5. Donnez des forces à des gens que vous ne connaissez pas

Prodiguez vos forces, tout simplement. Des mots gentils et qui renforcent, un sourire et un soutien silencieux à des gens que vous croisez sur votre chemin, comme l’officiant à la synagogue, l’homme qui dispose si joliment les tomates au supermarché, le chauffeur de taxi, l’homme qui vous demande l’heure ou son chemin, l’homme assis à l’arrêt d’autobus, dans l’autobus (vérifiez s’il veut vraiment parler, car s’imposer auprès de quelqu’un, ce n’est pas vraiment lui prodiguer des forces…), le chauffeur du minibus, le serveur, le vieil homme qui veut vous parler du passé, quelqu’un de renfermé qui voudrait clairement parler, les gens qui ont besoin d’aide, quelqu’un qui vous pose une question et vous ressentez au fond de vous-même qu’il a besoin de plus qu’une réponse...
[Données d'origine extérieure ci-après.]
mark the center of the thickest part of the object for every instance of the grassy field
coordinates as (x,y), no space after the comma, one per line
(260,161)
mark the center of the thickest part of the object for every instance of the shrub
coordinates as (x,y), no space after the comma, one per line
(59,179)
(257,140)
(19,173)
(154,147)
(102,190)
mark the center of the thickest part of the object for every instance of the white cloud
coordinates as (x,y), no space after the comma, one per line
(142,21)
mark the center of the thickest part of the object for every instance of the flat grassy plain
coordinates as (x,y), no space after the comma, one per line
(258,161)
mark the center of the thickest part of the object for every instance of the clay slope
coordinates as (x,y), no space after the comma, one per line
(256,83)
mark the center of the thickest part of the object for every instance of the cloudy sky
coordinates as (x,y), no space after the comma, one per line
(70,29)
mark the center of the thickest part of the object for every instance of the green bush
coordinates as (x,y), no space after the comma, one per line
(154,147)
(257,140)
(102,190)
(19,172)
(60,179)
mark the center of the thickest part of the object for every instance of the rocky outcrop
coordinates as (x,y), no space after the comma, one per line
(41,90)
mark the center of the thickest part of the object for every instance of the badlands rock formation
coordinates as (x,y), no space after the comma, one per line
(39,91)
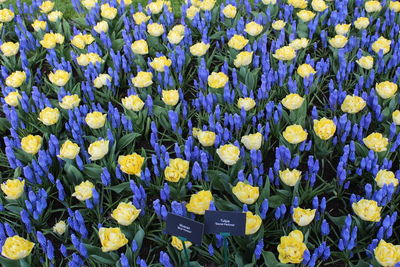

Octroyer des forces à quelqu’un que vous ne connaissez pas, c’est un vrai acte de bonté et une preuve réelle que vous possédez de bons traits de caractère, non pas comme la cigogne qui se préoccupe de son amie, l’homme est également testé sur sa faculté de donner de lui-même à des gens qui n’appartiennent pas au cercle qu’il fréquente (il convient ici d’établir une différence avec les militants dont l’épreuve est inversée, c’est la relation à la famille et aux plus proches qui est mise à l’épreuve…). C’est une réalité : les gens qui n’ont pas d’amis ont besoin d’aide, bien plus que ceux qui en possèdent. L’aide qu’on leur procure est plus pure et est de l’ordre du « ‘Hessed (acte de bonté) de vérité ».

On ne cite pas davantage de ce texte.